Jacob Goss and Daniel Mangrum
Editor’s Note: The chart notes for the first chart have been updated to correct errors in how we labeled the trend line colors. (March 25, 2026)
Since 2018, more than thirty states have legalized mobile sports betting, leading to more than a half trillion dollars in wagers. In our recent Staff Report, we examine how legalized sports betting affects household financial health by comparing betting activity and consumer credit outcomes between states that legalized to those that have not. We find that legalization increases spending at online sportsbooks roughly tenfold, but betting does not stop at state boundaries. Nearby areas where betting is not legal still experience roughly 15 percent the increase of counties where it is legal. At the same time, consumer financial health suffers. Our analysis finds rising delinquencies in participating states, with spillover effects across state lines. What is more, even though the share of people taking up sports betting after legalization is small (roughly 3 percent of the population), overall credit delinquency rises by about 0.3 percentage points. Our findings suggest that sports betting can have dramatic implications for household financial stability.
Legalization Leads to High Spending that Continues to Rise
Using anonymized transaction-level consumer spending data, we aggregate online sportsbook deposits at a county-quarter level to compare counties in legal states to those in not-legal states before and after legalization. The chart below plots two measures of average online sportsbook deposits within legal states over time. The blue line (measured by the left axis), presents average deposits per adult. We see that spending grew dramatically after mid-2020, exhibits seasonal patterns consistent with the National Football League season, and continues to grow through the end of 2025.
The red line (measured on the right axis) shows the total deposits divided by the number of individuals with at least one online sportsbook deposit each quarter. In contrast to average deposits in the population, average deposits per bettor have leveled since 2022. We conclude that long-run growth in total betting is driven less by rising deposits among existing bettors and more by broader participation and continued market expansion.
Average Deposits at Sportsbooks Rise Steeply After Mid-2020 Sources: Earnest Analytics; authors’ calculations.

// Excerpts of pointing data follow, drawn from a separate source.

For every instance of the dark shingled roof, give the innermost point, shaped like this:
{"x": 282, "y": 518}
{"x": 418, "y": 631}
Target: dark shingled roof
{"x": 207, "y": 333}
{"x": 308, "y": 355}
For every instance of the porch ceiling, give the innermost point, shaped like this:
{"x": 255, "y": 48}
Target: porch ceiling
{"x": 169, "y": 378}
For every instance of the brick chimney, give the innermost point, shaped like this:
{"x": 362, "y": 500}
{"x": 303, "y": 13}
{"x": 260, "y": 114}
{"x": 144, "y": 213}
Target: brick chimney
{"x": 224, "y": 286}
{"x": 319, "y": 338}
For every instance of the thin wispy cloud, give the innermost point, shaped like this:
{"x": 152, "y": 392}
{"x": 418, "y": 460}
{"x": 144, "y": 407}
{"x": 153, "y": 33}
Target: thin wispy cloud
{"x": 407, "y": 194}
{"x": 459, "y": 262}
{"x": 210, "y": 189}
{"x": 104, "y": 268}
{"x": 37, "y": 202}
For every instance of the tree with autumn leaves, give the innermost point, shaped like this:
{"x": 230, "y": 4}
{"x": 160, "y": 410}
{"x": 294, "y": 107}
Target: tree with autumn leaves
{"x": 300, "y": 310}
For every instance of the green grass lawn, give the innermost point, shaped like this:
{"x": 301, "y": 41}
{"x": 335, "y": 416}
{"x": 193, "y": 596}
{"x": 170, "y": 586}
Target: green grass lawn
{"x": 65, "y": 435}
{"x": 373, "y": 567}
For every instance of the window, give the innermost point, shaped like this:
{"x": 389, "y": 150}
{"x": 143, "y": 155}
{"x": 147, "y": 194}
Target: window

Notes: The chart plots quarterly average deposits at sportsbooks per adult (left axis, red) and per bettor (right axis, blue) in counties with legal mobile sports betting. Both series are unweighted averages across all counties in states where mobile betting is legal in that quarter.
Betting Across Borders
An interesting wrinkle to sports betting access is that potential bettors do not have to be residents of a legal state to place a wager. Since they only need to be physically present in a legal state at the time they make a bet, those living near legal states have relatively easy access to legal sports betting. To account for spillovers across borders in our analysis, we split our sample into three mutually exclusive groups in each quarter: a direct treatment group of counties within a legal state, a spillover group of counties near a legal state but in still-illegal states (within fifteen miles), and a control group of counties farther away from any legal states (at least sixty miles from a legal state). We then compare the evolution of online betting in each quarter relative to the first quarter of legal access (own legalization for the legal counties or nearby legalization for the spillover counties).